Post #308: The Afghanistan Debacle

An audio version of this blog is available at:

Over a nearly twenty-year period, the war in Afghanistan is estimated to have cost about $2.2 trillion and resulted in over 240,000 deaths, military and civilian, on all sides.  (I’ve put the relevant charts below from the Costs of War Project at the Watson Institute, BrownAUniversity.)  Now, as we watch the Taliban’s takeover of Afghanistan, we may pause—as we did on Vietnam in 1975—to wonder how things could have gone so badly after such an extraordinary investment of blood and treasure.  But in truth there’s no reason to wonder: Precisely because of the defeat in Vietnam, the underlying reasons for the Afghanistan debacle should have been anticipated, in fact were identified years ago, and should have dictated nonintervention or early withdrawal. We were warned, but presidents from George W. Bush to Donald Trump chose to continue the intervention just as presidents during the Vietnam war chose, despite numerous signs of failure in conception and not merely in execution. 

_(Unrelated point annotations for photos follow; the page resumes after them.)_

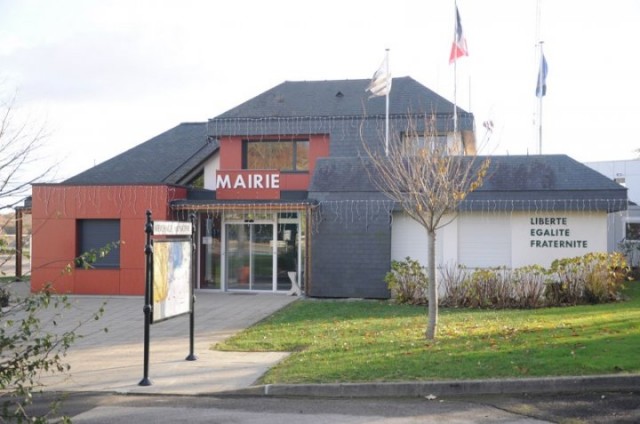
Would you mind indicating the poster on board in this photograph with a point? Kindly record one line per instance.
(171, 279)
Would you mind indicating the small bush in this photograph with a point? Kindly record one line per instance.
(592, 278)
(408, 282)
(529, 286)
(456, 292)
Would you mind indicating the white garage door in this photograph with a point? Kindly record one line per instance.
(484, 240)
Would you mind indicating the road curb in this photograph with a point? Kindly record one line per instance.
(603, 383)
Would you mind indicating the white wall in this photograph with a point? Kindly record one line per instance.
(503, 239)
(629, 170)
(539, 238)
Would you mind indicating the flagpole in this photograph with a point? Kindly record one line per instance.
(540, 74)
(540, 84)
(455, 83)
(386, 121)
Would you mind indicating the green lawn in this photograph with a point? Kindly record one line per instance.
(356, 341)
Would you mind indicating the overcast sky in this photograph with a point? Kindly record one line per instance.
(107, 75)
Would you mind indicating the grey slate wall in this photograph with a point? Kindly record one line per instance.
(350, 247)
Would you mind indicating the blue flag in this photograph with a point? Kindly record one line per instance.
(541, 85)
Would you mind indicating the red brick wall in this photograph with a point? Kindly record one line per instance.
(54, 241)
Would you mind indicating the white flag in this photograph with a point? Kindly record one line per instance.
(380, 84)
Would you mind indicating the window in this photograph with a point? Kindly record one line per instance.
(414, 143)
(95, 234)
(283, 155)
(633, 231)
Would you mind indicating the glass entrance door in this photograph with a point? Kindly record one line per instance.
(249, 256)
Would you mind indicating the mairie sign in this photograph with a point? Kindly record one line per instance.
(248, 184)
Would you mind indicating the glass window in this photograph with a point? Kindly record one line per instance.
(633, 231)
(283, 155)
(96, 234)
(413, 143)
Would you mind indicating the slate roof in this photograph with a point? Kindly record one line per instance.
(340, 98)
(512, 182)
(166, 158)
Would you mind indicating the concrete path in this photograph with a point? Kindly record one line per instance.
(113, 361)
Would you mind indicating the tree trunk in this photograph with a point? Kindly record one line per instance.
(432, 288)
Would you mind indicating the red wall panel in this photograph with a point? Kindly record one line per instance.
(55, 211)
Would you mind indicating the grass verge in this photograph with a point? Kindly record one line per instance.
(367, 341)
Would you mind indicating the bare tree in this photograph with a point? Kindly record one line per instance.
(428, 175)
(21, 158)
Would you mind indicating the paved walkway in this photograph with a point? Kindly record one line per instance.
(114, 361)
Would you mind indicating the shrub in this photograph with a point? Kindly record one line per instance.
(529, 286)
(592, 278)
(407, 282)
(456, 292)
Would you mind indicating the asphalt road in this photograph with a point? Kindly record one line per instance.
(553, 408)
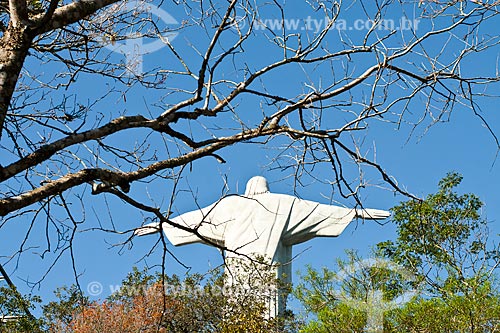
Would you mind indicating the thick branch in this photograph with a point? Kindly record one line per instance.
(72, 13)
(123, 179)
(46, 151)
(18, 13)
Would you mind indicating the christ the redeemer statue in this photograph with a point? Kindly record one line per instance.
(263, 224)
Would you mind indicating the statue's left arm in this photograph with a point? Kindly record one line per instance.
(310, 219)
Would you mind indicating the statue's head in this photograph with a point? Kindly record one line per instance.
(256, 185)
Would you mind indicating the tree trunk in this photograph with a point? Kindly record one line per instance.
(14, 46)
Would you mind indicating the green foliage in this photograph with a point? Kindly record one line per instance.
(443, 242)
(69, 301)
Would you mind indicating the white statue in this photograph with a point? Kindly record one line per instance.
(264, 224)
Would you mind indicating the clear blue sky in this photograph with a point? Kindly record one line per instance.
(417, 162)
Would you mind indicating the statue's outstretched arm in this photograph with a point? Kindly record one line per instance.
(310, 219)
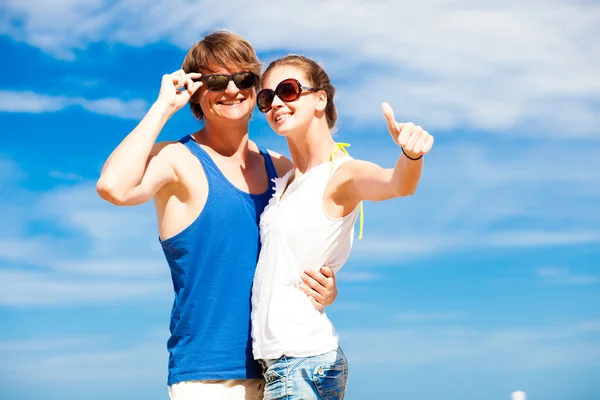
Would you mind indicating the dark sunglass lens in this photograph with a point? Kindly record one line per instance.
(244, 80)
(288, 91)
(264, 99)
(217, 83)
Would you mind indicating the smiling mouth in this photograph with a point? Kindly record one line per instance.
(283, 117)
(231, 102)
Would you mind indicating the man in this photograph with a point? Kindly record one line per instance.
(209, 189)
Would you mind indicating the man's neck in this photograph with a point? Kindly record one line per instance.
(229, 140)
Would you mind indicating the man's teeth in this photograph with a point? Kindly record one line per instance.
(231, 103)
(282, 117)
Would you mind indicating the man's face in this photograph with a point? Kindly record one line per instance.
(233, 103)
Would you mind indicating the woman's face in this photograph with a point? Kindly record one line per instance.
(290, 117)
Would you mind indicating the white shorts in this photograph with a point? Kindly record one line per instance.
(235, 389)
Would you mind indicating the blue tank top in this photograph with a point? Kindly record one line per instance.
(212, 265)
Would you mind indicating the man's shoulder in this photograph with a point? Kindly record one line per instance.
(166, 148)
(282, 163)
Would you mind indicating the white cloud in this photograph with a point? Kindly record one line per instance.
(83, 359)
(96, 253)
(464, 64)
(66, 176)
(405, 247)
(29, 102)
(51, 289)
(416, 317)
(563, 276)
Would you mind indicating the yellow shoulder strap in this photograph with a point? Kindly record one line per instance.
(342, 147)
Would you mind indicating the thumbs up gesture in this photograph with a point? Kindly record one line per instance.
(414, 140)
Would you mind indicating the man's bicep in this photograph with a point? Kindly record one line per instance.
(159, 172)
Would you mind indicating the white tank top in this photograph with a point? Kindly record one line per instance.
(297, 234)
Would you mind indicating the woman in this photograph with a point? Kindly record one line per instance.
(309, 222)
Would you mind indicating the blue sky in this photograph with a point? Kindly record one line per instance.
(485, 282)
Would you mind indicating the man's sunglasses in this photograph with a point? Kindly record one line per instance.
(287, 90)
(219, 82)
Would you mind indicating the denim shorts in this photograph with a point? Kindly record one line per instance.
(321, 377)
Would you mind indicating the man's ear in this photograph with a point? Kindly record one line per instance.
(321, 100)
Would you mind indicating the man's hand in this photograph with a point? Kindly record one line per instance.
(320, 287)
(177, 88)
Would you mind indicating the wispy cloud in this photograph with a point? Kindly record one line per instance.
(66, 176)
(404, 248)
(83, 359)
(29, 102)
(507, 348)
(93, 252)
(563, 276)
(416, 317)
(487, 65)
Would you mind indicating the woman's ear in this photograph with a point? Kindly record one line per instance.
(321, 100)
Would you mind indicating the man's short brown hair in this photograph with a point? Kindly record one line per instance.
(220, 49)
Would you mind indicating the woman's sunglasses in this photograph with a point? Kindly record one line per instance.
(219, 82)
(287, 90)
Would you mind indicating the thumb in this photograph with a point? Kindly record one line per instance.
(327, 271)
(388, 113)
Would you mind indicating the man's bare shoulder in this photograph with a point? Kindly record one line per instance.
(166, 149)
(282, 163)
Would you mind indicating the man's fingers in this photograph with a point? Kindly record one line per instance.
(312, 293)
(316, 304)
(428, 145)
(388, 113)
(316, 280)
(327, 271)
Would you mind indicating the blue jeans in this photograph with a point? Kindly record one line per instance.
(321, 377)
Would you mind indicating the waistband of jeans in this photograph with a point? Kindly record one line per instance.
(267, 363)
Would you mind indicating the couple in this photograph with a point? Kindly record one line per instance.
(245, 255)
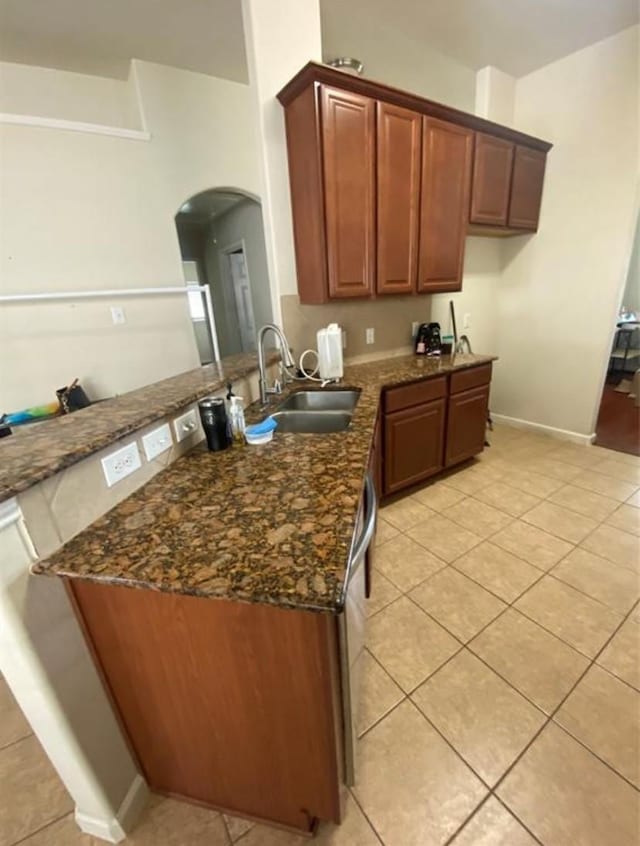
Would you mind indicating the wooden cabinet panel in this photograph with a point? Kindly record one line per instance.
(417, 393)
(399, 134)
(304, 147)
(348, 135)
(413, 444)
(464, 380)
(217, 696)
(491, 185)
(526, 188)
(446, 176)
(466, 424)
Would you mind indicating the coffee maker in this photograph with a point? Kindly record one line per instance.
(428, 340)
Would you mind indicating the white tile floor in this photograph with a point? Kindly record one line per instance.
(501, 690)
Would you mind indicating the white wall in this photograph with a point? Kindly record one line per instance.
(631, 296)
(80, 211)
(560, 289)
(45, 92)
(390, 57)
(481, 277)
(280, 37)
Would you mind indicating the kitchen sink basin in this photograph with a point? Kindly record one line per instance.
(312, 422)
(330, 400)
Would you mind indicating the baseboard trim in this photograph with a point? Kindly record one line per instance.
(115, 829)
(561, 434)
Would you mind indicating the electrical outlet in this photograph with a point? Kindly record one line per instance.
(156, 442)
(186, 425)
(117, 315)
(121, 463)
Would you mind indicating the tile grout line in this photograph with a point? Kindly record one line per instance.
(42, 828)
(548, 718)
(18, 739)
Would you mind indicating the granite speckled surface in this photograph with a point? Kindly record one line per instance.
(35, 452)
(271, 524)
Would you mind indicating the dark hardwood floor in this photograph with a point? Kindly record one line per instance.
(618, 424)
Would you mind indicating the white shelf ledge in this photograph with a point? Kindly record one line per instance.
(74, 126)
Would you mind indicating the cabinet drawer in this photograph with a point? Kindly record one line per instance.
(472, 378)
(395, 399)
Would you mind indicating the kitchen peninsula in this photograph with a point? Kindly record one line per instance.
(237, 703)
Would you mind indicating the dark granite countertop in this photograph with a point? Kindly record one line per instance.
(39, 450)
(271, 524)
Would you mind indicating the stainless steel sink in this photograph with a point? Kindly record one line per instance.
(321, 400)
(312, 422)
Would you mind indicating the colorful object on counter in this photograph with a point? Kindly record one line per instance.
(28, 415)
(261, 433)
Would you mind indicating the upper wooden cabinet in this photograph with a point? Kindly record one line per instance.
(506, 190)
(399, 134)
(348, 135)
(446, 173)
(526, 188)
(385, 186)
(492, 166)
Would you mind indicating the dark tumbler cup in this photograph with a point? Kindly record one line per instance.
(214, 422)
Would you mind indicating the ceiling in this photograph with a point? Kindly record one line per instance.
(517, 36)
(101, 36)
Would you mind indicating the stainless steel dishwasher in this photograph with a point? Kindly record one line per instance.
(352, 625)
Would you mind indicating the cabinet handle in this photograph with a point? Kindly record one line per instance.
(364, 540)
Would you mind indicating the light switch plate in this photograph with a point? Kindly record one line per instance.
(121, 463)
(157, 441)
(185, 425)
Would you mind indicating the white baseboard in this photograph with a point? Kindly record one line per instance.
(115, 829)
(561, 434)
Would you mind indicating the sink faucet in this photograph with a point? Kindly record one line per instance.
(287, 360)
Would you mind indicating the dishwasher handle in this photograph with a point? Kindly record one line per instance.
(369, 522)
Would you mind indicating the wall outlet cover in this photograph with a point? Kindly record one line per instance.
(186, 424)
(157, 441)
(121, 463)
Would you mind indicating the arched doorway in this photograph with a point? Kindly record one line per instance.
(221, 237)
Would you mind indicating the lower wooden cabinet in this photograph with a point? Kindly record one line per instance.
(413, 444)
(466, 424)
(431, 424)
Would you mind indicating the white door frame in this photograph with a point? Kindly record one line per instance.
(622, 284)
(224, 253)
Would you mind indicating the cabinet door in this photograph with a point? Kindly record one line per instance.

I’m just one observer, and far from the most expert, but I did note the warning signs some time ago. In October 2015 I wrote (Post #96, “We are now witness in Afghanistan to the same scenario US presidents confronted in Vietnam: public lies, private doubts.  While the US military is reassuring the public that Afghan forces are up to the task of defeating the Taliban, the situation on the ground is anything but reassuring.  Afghan government forces are in retreat, the ISIS organization in Afghanistan (many are former Taliban) is expanding operations, al Qaeda and Taliban forces remain strong, and US drone strikes continue to hit civilian targets.  The ‘endless war’ [Obama] sought to avoid is a reality—something he should have foreseen, and for all we know did foresee, years ago.”  But rather than withdraw from Afghanistan in the face of looming defeat, Obama did what Lyndon Johnson did in Vietnam: He increased US forces.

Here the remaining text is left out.